New York Red Bulls Academy product, Bolu Akinyode is on the move again. The former NYRB II man spent 2016 with Philadelphia Union's USL team, Bethlehem Steel. Now he has been traded to NASL's North Carolina FC.
NCFC is the team formerly known as the Carolina Railhawks, so Akinyode isn't quite moving a brand new squad. Still, he will spend his third year as a pro soccer player much as he spent the first two: with a club establishing its identity. Akinyode turned pro with NYRB II in 2015, joining the team for its inaugural season. He was released at the end of October 2015, and got scooped up by the Steel for its inaugural year in USL. Now he will part of the first set of players to take the field as North Carolina FC.
Quite the series of firsts for a 22-year-old.
Akinyode may have more special significance for RBNY, however. He might be the first NYRB II player to be sold on for a fee. The official line on his move to NCFC from Bethlehem Steel is "terms of the transaction were not disclosed" - but that does strongly suggest there was a transaction. Looks like Akinyode was traded and is therefore the first NYRB II alum to be traded, albeit not by NYRB II.

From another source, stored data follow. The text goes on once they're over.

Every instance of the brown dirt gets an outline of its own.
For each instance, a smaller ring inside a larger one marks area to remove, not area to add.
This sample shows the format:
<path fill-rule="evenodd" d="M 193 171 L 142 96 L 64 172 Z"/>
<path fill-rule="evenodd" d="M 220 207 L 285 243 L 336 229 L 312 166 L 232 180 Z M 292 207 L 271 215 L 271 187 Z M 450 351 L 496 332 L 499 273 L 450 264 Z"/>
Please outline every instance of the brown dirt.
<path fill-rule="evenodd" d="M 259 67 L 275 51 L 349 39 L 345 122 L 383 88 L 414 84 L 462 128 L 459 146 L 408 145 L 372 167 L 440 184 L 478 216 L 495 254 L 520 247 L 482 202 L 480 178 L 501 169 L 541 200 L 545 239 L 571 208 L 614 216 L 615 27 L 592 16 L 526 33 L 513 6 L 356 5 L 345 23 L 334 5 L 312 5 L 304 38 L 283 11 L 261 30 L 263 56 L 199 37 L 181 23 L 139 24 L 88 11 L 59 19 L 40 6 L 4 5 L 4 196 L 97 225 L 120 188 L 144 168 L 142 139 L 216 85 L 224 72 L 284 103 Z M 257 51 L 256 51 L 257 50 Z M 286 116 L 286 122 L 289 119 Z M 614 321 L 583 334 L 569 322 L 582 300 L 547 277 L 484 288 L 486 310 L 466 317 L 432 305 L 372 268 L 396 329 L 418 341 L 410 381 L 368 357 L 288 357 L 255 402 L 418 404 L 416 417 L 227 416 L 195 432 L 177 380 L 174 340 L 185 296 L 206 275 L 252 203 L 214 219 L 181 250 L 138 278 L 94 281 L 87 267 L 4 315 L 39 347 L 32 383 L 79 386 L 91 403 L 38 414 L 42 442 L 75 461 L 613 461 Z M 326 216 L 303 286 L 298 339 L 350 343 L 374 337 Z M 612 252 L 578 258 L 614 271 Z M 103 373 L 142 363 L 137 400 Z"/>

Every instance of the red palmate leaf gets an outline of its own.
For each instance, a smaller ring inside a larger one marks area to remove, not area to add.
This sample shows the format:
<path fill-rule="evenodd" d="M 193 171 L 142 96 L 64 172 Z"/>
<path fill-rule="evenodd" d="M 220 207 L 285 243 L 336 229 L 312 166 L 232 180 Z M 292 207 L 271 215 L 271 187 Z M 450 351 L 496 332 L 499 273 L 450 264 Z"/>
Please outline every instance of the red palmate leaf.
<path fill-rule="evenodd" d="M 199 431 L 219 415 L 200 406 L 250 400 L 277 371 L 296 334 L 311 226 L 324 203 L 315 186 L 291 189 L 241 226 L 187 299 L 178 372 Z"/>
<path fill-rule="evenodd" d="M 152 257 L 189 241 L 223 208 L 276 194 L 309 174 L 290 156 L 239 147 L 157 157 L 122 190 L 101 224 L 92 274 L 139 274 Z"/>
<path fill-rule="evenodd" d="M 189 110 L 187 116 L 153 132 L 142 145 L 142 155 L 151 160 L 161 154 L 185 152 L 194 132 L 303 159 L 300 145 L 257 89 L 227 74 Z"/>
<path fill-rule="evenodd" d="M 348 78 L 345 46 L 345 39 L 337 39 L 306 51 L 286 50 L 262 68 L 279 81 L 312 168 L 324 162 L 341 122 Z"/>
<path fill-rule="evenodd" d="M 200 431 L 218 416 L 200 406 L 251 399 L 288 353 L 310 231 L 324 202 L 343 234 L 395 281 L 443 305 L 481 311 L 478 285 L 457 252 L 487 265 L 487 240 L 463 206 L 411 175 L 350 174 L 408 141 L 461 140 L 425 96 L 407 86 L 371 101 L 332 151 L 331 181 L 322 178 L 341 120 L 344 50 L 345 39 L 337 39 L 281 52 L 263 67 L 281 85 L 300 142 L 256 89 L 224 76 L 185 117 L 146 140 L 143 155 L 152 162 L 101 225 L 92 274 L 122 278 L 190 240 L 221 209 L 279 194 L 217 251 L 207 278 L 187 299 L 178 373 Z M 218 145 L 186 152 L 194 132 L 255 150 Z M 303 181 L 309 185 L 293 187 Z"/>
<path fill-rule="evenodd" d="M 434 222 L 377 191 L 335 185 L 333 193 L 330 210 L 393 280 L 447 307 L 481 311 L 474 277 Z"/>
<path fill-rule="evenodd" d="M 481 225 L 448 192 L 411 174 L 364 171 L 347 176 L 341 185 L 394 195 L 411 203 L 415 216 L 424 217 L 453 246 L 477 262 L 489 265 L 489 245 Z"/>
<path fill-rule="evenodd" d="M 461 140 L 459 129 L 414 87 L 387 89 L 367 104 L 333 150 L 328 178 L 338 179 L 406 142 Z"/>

The Red Bulls have operated their reserve team as a catch-and-release program for its first two seasons of existence: players are either re-signed at the end of the year or released. But Akinyode's trade is the reminder that there is another way: players who RBNY may think won't make the grade it wants to see on its first team could yet be traded, rather than released, to clubs that do like what they see of the II team's talent.
There is no indication that RBNY needs or even wants to turn NYRB II into a selling club. But Akinyode's transfer from the Steel (i.e the Union) to NCFC is a reminder that there is a market for players outside MLS, and RBNY has a non-MLS team that can participate in that market.
Bolu Akinyode, of course, is not trying to be anyone's case study. He's a young midfielder hoping to develop a long and successful career as a pro soccer player. And Once A Metro wishes him all the best in that endeavor.